Transpara®1.7.0 is a software-only device. The level of concern for the device is determined as Moderate Level of Concern.

Non-clinical performance tests

Verification testing was conducted, which consisted of software unit testing, software integration testing and software system testing. The verification tests showed that the software application satisfied the software requirements.

Standalone performance tests were conducted to demonstrate substantial equivalence with the predicate device. For these tests an independent dataset was used, which

9

was acquired from multiple centers and had not been used for development of the algorithms.
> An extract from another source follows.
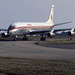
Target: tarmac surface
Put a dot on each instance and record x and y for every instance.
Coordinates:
(28, 49)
This testset contained 2D and 3D mammograms acquired with devices from different manufacturers (2D: Hologic, GE, Philips, Siemens and Fujifilm, 3D: Hologic, Siemens and Fujifilm), representative for regular breast cancer screening and asymptomatic patients collected from multiple clinical centers in seven EU countries and the US.

The testset consisted of 7882 non-cancer exams, and 1240 exams with cancer. Of the non-cancer exams 4797 were 2D and 3085 were DBT. Of the exams with cancer 819 and 421 were 2D and DBT, respectively. In total, 61% of the lesions in the exams with cancer in the testset were characterized as a mass, 33% as suspicious calcifications, and 6% as architectural distortions or asymmetries. The three main histological cancer types were invasive ductal carcinoma (60.5%), ductal carcinoma in situ (25.9%), and invasive lobular carcinoma (9.0%). The median lesion extent (defined as maximum diameter in two dimensions) was 16 mm in both 2D data (IQR: 11-24) and 3D data (IQR: 11-25).

Exam based sensitivity was computed by taking the fraction of cancers that were correctly localized in it least one view (MLO or CC). For 2D sensitivity is measured separately for calcifications and soft tissue lesions while for DBT the sensitivity is reported without distinguishing lesion types. False positive rates were computed in exams without cancer, by dividing the number of regions detected per image by the number of images. For 2D, the sensitivity for calcifications is 94.7% (95% CI: 91.7-96.7) at a false positive rate of 0.11 FP/image. The sensitivity for soft tissue lesions is 80.2% (95% Cl: 76.8-83.2) at a false positive rate of 0.02 FP/image and 92.6% (95% Cl: 90.2-94.6) at a false positive rate of 0.17 FP/image. For DBT, sensitivity is 91.3% (95% CI: 88.1-93.6) at a false positive rate of 0.3 FP/volume.

Exam-based ROC analysis was performed to compare AUC of the device with the predicate device on the testset, excluding Fujifilm DBT exams because this input was not validated in the predicate device. For 2D, AUC of the device is 0.949, which is higher is non-inferior in comparison to the AUC of 0.929 of the predicate device. The difference is +0.021 (0.013,0.038). For DBT, AUC of the device is 0.931, which is higher is non-inferior in comparison to the AUC of 0.917 of the predicate device. The difference is +0.014 (0.003-0.042).

AUC performance for Fujifilm was 0.952, which is higher is non-inferior in comparison to the AUC of 0.917 of the predicate device.

Based on results of verification and validation tests it is concluded that Transpara® 1.7.0 is effective in the detection of soft lesions and calcifications at an appropriate safety level.

10

Conclusions 8.

The data presented in this 510(k) includes all required information to support the review by FDA. Standalone performance tests with FFDM and DBT demonstrate that Transpara® 1.7.0 achieves non-inferior detection performance compared to the predicate device.

ScreenPoint has applied a risk management process in accordance with FDA recognized standards to identify, evaluate, and mitigate all known hazards related to Transpara® 1.7.0. These hazards may occur when accuracy of diagnosis is potentially affected, causing either false-positives or false-negatives. All identified risks are effectively mitigated and it can be concluded that the residual risk is outweighed by the benefits.

Considering all data in this submission, the data provided in this 510(k) application supports the safe and effective use of Transpara® 1.7.0 for its indications for use and substantial equivalence to the predicate device.